O que diz Mauro Cid: Na versão de Cid, Bolsonaro pediu o monitoramento não no contexto da operação de assassinato, mas porque estaria irritado por ter recebido a informação de que o ministro, seu desafeto, estaria se encontrando com seu vice, Hamilton Mourão.
ASSASSINATO ABORTADO
O que diz a denúncia: A PGR aponta que no dia 15 de dezembro de 2022, dados em que a operação de assassinato de autoridades teria sido colocada em prática e abortada. A PGR destaca mensagens entre um dos militares e Cid, que estava fora de Brasília.
"Após a operação ser abortada, Rafale Martins de Oliveira enviou mensagem, às 21h05, via aplicativo WhatsApp, para Mauro César Barbosa Cid, afirmando 'Opa'. Cid respondeu, às 21h16, com 'vou mudar de posição'." De acordo com a denúncia, evidenciou-se que Cid recebeu informações atualizadas sobre o andamento das ações.
O que diz Mauro Cid: Tenente-coronel garantiu que estava em local de difícil sinal de telefonia celular e que não se comunicou com os militares.
REUNIÃO EM BRASÍLIA
O que diz a denúncia: A reunião de militares em Brasília, no dia 28 de novembro de 2022, no contexto da elaboração de uma carta interna com a intenção de atacar o comandante do Exército, Marco Antônio Freire Gomes, a aderir ao golpe.

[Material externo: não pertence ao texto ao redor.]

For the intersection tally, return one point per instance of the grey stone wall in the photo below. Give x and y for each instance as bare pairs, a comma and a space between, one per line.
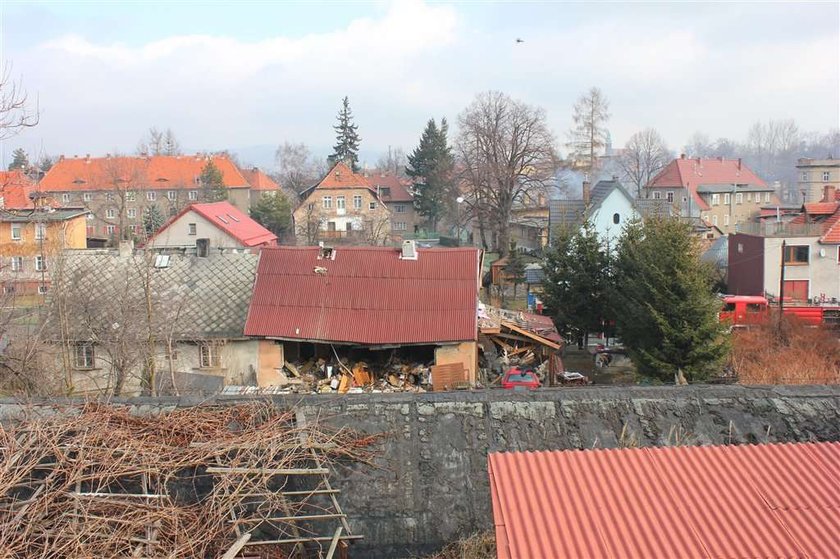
430, 485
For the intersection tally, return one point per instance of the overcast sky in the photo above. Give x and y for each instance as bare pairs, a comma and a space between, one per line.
252, 74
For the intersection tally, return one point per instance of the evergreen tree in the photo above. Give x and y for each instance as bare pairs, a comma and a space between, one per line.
665, 309
212, 183
430, 167
576, 282
347, 138
20, 160
152, 220
274, 213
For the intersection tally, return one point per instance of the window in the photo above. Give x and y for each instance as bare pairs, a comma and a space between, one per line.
83, 356
208, 355
797, 255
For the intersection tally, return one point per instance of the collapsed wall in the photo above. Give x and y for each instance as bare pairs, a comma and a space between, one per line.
431, 486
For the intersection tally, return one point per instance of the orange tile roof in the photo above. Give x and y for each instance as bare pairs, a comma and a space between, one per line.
159, 172
739, 502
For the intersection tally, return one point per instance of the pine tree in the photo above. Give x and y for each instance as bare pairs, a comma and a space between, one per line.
274, 213
152, 220
665, 309
347, 138
430, 167
20, 160
212, 183
576, 282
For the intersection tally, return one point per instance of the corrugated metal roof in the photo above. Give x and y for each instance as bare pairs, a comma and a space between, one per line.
366, 295
736, 502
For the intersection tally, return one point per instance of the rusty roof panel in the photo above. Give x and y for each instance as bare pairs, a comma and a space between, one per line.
729, 501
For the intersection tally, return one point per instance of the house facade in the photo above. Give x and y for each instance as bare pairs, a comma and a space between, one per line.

O que diz Mauro Cid: Na versão de Cid, no encontro não se discutiu nenhuma medida específica no sentido de golpe. Foi um "bate-papo de bar" de militares que estavam inconformados com a derrota eleitoral.

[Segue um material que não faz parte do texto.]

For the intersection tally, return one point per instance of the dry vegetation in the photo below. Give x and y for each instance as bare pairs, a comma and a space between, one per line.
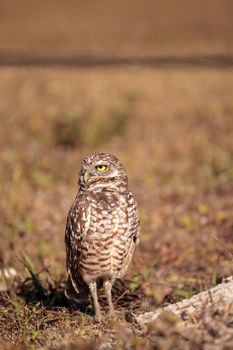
173, 131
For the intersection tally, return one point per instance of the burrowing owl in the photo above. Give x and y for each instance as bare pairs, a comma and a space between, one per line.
102, 229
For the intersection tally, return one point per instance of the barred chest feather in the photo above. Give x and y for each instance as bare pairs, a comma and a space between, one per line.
111, 226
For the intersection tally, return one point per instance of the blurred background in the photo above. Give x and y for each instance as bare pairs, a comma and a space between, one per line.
152, 83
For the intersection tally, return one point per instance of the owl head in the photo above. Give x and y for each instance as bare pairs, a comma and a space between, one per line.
102, 169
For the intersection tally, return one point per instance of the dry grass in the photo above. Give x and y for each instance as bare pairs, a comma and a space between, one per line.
173, 131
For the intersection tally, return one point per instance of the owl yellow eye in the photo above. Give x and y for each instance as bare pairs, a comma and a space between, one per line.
101, 167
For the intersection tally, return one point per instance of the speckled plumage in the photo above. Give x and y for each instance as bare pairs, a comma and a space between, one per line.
102, 228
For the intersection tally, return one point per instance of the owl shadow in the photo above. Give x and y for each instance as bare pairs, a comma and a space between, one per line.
50, 293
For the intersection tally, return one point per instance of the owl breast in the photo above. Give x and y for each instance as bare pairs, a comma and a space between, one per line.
108, 237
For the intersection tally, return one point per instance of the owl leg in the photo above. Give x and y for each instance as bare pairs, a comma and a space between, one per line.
108, 292
93, 290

Cid foi enfático: "Naquele momento ninguém botou um plano de ação, é esse ponto que eu quero deixar claro, ninguém chegou com um plano e botou um plano na mesa e falou assim, 'não, nós vamos prender o Lula, nós vamos matar, nós vamos espionar'", disse Cid em depoimento à PF em 19 de novembro.
Dois dias depois, diante de Moraes e sob pressão de ser preso e ter a delação cancelada, mudou a versão sobre uma reunião anterior, na casa do general Walter Braga Netto, afirmando que ali se discutiu alguma ação para promoção de caos social que justificasse a ruptura. Ele reafirmou, porém, que não acompanhou toda a reunião e que não sabe dizer o que foi planejado exatamente.
TROPAS NA RUA
O que diz a denúncia: denúncia contra o general Estevam Theófilo, chefe do Comando de Operações Terrestres do Exército (Coter) considerada a delação premiada de Cid e aponta que, em mensagens, o tenente-coronel deu a entender que Theófilo aceitaria colocar as tropas nas ruas em prol de Bolsonaro caso ele assinasse uma medida de exceção.
O que diz Mauro Cid: Ele afirmou acreditar que Theófilo seguiria as ordens do Alto Comando do Exército e que não passaria por cima da autoridade do comandante da Força. "Se o presidente desse a ordem... Mas o problema é, eu não sei se ele passaria por cima do general Freire Gomes. Isso não posso confirmar. As conversas que eu tive com ele, até com o Cleverson, que era o assessor dele, era que ele não iria passar por cima do general Freire Gomes", disse Cid.